SYMPTOMS OF ERGOT include sensations of pinching and scratching on the skin, muscular contractions, and LSD levels of hallucinatory effects. These symptoms closely resemble the description of what many of the young girls experienced in the early days of the Witch Trials. Ergot predominantly affects children and teenagers because of their lower body mass and lessened ability to fight off infections, which explains why the adults didn’t convulse and hallucinate if it was in the bread, and historians have noted with interest that the afflicted girls lived along the same rye trade route in town.

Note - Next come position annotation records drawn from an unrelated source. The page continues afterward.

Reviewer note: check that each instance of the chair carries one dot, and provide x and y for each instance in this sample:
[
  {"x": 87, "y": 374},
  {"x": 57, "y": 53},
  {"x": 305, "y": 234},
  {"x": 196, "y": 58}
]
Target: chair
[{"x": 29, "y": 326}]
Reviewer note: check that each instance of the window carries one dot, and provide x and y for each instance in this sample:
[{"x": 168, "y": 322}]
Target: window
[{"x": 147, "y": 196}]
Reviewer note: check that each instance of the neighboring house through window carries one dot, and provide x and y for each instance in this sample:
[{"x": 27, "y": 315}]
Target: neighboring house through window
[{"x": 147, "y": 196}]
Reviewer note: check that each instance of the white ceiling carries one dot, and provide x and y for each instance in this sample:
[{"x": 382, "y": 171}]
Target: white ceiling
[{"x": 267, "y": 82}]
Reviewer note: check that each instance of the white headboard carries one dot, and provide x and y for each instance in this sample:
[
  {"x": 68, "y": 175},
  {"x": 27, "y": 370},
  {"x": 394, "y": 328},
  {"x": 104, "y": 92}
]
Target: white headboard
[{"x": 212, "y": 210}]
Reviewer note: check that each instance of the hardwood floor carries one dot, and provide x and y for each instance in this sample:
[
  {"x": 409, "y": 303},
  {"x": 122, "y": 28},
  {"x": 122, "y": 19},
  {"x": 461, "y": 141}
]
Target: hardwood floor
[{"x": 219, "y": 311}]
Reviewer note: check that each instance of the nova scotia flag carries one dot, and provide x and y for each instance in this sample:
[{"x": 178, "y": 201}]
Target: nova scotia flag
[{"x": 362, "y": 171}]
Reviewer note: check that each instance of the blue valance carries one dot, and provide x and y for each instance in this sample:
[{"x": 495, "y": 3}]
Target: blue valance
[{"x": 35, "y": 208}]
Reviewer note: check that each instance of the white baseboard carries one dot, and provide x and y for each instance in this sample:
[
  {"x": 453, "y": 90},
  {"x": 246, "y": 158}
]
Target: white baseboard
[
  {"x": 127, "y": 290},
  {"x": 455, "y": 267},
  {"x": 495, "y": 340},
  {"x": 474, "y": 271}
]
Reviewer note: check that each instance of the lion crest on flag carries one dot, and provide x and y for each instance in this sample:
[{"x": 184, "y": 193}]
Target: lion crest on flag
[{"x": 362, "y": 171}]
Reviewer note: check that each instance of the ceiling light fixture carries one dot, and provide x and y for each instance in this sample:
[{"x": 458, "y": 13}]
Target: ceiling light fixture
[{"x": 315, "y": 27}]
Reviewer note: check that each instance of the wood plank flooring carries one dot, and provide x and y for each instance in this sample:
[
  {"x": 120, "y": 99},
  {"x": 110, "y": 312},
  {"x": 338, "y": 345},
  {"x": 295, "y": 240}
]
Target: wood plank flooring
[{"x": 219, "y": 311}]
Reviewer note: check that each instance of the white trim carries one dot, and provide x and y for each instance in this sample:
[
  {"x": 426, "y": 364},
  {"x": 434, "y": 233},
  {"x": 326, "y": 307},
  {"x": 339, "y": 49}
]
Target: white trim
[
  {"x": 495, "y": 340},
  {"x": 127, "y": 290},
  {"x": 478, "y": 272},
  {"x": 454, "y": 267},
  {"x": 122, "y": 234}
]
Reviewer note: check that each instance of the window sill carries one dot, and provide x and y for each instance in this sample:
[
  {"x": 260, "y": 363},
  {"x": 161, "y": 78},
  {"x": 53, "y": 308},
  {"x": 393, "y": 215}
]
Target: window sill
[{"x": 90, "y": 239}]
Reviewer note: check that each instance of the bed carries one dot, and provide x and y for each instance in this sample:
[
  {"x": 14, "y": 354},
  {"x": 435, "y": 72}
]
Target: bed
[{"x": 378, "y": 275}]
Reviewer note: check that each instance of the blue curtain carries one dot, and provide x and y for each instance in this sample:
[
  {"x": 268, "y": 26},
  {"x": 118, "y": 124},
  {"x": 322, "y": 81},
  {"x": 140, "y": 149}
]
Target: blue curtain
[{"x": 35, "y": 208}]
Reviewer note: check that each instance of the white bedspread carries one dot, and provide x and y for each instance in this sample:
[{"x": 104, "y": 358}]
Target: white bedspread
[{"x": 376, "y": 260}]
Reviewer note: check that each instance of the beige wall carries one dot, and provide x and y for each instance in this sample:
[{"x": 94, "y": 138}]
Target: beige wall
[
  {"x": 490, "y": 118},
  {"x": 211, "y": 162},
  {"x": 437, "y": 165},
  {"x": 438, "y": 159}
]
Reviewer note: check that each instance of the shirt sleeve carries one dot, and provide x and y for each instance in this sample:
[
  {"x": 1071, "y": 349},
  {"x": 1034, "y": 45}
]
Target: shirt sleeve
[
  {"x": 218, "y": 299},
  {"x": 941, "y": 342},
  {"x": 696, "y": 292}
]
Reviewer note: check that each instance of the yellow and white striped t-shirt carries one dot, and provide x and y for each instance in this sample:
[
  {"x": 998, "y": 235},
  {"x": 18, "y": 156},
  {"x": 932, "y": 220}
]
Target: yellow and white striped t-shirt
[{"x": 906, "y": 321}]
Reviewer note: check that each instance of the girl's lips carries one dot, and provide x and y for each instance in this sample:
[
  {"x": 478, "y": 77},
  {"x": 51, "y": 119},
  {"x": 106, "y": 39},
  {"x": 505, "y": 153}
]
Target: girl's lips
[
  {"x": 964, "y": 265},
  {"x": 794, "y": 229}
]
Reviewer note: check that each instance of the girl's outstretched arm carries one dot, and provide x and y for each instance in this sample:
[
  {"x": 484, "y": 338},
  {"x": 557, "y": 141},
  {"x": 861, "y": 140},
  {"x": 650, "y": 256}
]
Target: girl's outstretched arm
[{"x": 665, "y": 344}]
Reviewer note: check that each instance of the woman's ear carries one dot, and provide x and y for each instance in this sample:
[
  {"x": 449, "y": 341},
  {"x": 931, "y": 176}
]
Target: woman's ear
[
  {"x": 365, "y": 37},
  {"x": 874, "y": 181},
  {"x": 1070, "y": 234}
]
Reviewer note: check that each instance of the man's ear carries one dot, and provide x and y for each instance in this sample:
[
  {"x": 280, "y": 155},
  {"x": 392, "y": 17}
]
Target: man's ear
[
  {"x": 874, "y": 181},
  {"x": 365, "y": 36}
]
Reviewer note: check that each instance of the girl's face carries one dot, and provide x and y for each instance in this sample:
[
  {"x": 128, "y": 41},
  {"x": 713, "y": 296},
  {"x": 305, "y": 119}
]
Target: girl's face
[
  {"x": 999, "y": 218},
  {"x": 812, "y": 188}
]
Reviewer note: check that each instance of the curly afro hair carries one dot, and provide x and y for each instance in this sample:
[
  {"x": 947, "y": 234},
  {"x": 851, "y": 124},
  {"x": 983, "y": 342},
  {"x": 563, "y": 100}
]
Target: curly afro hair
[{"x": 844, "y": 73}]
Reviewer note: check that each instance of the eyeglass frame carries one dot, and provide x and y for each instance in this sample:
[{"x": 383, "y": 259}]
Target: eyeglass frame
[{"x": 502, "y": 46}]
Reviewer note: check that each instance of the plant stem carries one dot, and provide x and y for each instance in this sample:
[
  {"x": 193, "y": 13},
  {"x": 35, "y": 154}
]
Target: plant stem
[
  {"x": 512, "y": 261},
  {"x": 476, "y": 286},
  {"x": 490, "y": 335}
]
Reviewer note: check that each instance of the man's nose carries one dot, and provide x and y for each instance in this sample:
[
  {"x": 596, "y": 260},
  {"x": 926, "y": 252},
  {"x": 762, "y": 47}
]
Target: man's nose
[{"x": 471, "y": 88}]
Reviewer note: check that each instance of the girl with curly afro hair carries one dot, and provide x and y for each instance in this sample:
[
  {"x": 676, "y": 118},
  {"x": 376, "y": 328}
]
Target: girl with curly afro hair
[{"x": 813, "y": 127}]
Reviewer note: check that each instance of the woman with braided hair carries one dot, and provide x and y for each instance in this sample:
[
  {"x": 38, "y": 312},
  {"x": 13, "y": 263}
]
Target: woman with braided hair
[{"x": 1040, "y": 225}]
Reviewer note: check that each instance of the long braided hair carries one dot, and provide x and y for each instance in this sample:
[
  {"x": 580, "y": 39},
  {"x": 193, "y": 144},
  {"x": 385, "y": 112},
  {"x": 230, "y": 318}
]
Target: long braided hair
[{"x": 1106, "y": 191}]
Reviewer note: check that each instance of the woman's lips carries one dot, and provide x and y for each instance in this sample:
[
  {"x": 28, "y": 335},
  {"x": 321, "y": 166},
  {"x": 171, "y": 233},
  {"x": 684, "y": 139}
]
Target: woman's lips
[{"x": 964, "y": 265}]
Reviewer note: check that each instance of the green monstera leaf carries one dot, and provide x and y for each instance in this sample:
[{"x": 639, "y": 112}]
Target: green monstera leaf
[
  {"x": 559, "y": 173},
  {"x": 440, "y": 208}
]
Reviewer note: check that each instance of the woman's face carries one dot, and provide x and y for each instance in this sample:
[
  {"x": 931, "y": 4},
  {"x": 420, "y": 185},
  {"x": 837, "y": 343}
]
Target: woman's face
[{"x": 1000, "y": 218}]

However, while ergot poisoning might have kicked off the hysteria, it certainly wasn’t enough to fuel it for over a year. Most of the accused were in Salem Village, a farming community next to Salem Town. Complex political, religious, and socioeconomic feuds played a large role in who was convicted and who was a victim. The poor, elderly, and less religious were all more likely to be targeted and accused as a witch. All “witches” were considered outsiders in some form or another to the Puritan power players in town. Land disputes, especially regarding the hyper-religious and wealthy Putnam family, also poured fuel onto the fire, and what probably began as hysteria soon became an effective political tool to seize land and property from the convicted.
That isn’t to say most of the people involved were in on a long con. We have to keep in mind that these people really truly believed in witches, and not in a fun, Harry Potter way. This was also before the separation of church and state and before the concept of “innocent until proven guilty” meant anything in the colonies. The court was set up so that if you confessed and gave the names of your collaborators, you would be spared, so that’s what people did. They weren’t crazed lunatics; they were rational actors trying to survive a system than incentivized the blaming of others. What’s perhaps the scariest thing about the Salem Witch Trials is how non-hysterical all of it truly was.